Motown’s West Coast president invited them to audition. “He gave us some old Smokey songs, some rejects and had us record them so Motown president Berry Gordy Jr. could hear us,” McLemore said. The group pooled money to send him to Detroit.
“He wouldn’t see me,” McLemore recalled. “I told Berry, ‘I can’t go back without seeing you.’ I got there at seven in the morning and waited on the steps for him. He heard the songs and said, ‘You guys can really sing – but I don’t hear no hits.’”
Back in Los Angeles, Johnny Rivers heard hits. “If you come with me, you won’t get lost in the Motown shuffle.” As the Fifth Dimension, they broke through with “Up, Up and Away,” Jimmy Webb’s soaring anthem on Rivers’ Soul City label that reached No. 7 in 1967. They would go on to score two dozen Top 50 hits and define what manager Marc Gordon called “the West Coast sound.”
Years later, Gordy asked McLemore if “Up, Up and Away” had been one of the songs they’d pitched him. It hadn’t, but McLemore claimed it was.
In the mid-1980s, McLemore and LaRue performed at the downtown Long Beach Promenade amphitheater. With McLemore’s passing at age 90 on Feb. 3, 2026, only LaRue survives from the original lineup.
Just one day earlier, on Feb. 2, 2026, another Long Beach Arena veteran passed away. Born in New York City on June 8, 1942, Chuck Negron, one of the three lead singers of Three Dog Night, first appeared locally with the band on New Year’s Eve 1969 at the Long Beach Arena. Before fame, Negron recorded the teen ballad “I Dream of an Angel” as Chuck Rondell in 1963.
Irish-born Danny Hutton had scored a 1966 local Top Ten hit with the blue-eyed soul single “Roses and Rainbows,” then sang with Cory Wells as the short-lived Enemys. Hutton and Wells then befriended Negron, forming Three Dog Night, a name taken from Australian slang describing the coldest nights, when one needed three dogs for warmth.
In 1968, Hutton approached the owners of the Limit, a popular Bixby Knolls club, seeking a $700-a-week house-band slot. “They insisted on doing original music and had a funny name,” wrote Tim Grobaty, quoting an e-mail on the subject. The club passed on hiring the band.

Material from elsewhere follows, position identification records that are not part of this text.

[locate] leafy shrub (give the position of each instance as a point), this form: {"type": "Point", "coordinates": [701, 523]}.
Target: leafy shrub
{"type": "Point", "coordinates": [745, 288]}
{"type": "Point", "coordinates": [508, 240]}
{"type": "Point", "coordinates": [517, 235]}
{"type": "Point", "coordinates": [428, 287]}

Within weeks, the band had its first hit: a remake of Johnny “Guitar” Watson and Larry Williams’ “Nobody,” an early FM favorite at a time when AM still dominated rock radio. Three #1 hits followed, Randy Newman’s “Mama Told Me (Not to Come),” Hoyt Axton’s “Joy to the World,” and the anthem, “Black and White” in 1972.
Negron left the group in 1975, battled heroin addiction and was arrested for cocaine possession. The group disbanded in 1976. In his memoir Three Dog Nightmare, Negron described losing his fortune and descending from arena headliner to Skid Row addict.
After Negron’s recovery, Three Dog Night reunited for a nationally televised July 5, 1981 simulcast from the Queen Mary site, “The Spirit of America Spectacular” alongside the Beach Boys. Two years later, Interior Secretary James Watt barred the Beach Boys from the National Mall’s July 4 celebration, claiming they attracted “the wrong element,” prompting bipartisan backlash.
A 1993 reunion attempt dissolved into litigation over the band’s name. Wells died in 2015; Hutton later relocated to Ireland.
Before Negron’s passing at 83, after years of chronic lung disease, Hutton reconnected with him four decades after his departure. “In that moment,” Hutton reflected, “we realized how much time had been lost by not being in each other’s lives.”